2012.04.09 01:09:36        ParallelTester_00-02-316x7x3j (EURUSD,H1)          CpuTime/GpuTime = 161.0007722007722

2012.04.09 01:09:36    ParallelTester_00-02-316x7x3j (EURUSD,H1)    Result on Cpu МахResult==4.85831 at 2497 pass
2012.04.09 01:09:36    ParallelTester_00-02-316x7x3j (EURUSD,H1)    Соunt inticators = 16; Count history bars = 50000; Count pass = 4096
2012.04.09 01:09:36    ParallelTester_00-02-316x7x3j (EURUSD,H1)    CPU time = 208496 ms
2012.04.09 01:06:08    ParallelTester_00-02-316x7x3j (EURUSD,H1)    Result on Gpu МахResult==4.85831 at 2497 pass
2012.04.09 01:06:08    ParallelTester_00-02-316x7x3j (EURUSD,H1)    Соunt inticators = 16; Count history bars = 50000; Count pass = 4096
2012.04.09 01:06:08    ParallelTester_00-02-316x7x3j (EURUSD,H1)    GPU time = 1295 ms

2012.04.09 01:06:07        ParallelTester_00-02-316x7x3j (EURUSD,H1)           OpenCL init OK!
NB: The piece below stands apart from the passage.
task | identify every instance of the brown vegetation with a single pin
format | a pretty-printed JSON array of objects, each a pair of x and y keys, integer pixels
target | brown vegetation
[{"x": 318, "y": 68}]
And here is this test on OpenCL CPU (all 4 cores are 100% loaded)

2012.04.09 01:11:15    ParallelTester_00-02-316x7x3j (EURUSD,H1)    GPU time = 68547 ms

2012.04.09 01:10:07    ParallelTester_00-02-316x7x3j (EURUSD,H1)    OpenCL init OK!


GPU has 480 flies and CPU has 4, the difference is 120 times, that is, 120 times more calculations can be done at once, but the CPU lagged behind the GPU only 68547/1295=52.9 times. That means the CPU thread is faster than the GPU thread, but the GPU only wins because it can perform more simultaneous tasks. Do I get it right?


Scaling on CPU is a lot less than 100% (about 76%), instead of 4x only 3x acceleration 208496/68547=3.04

Although, the specifics of this test may be affecting it.

 

Andrei, I think you've got something wrong: MD only posted this test here on the CPU, without the graphics card, i.e. directly selecting the CPU emulation. As I understand it, your first test is on the graphics card.

And the result of your OpenCL emulating graphics card (your second test) seems to be suspiciously low even in comparison with mine (I had about 10 seconds on "GPU").

If I've misunderstood something, correct me.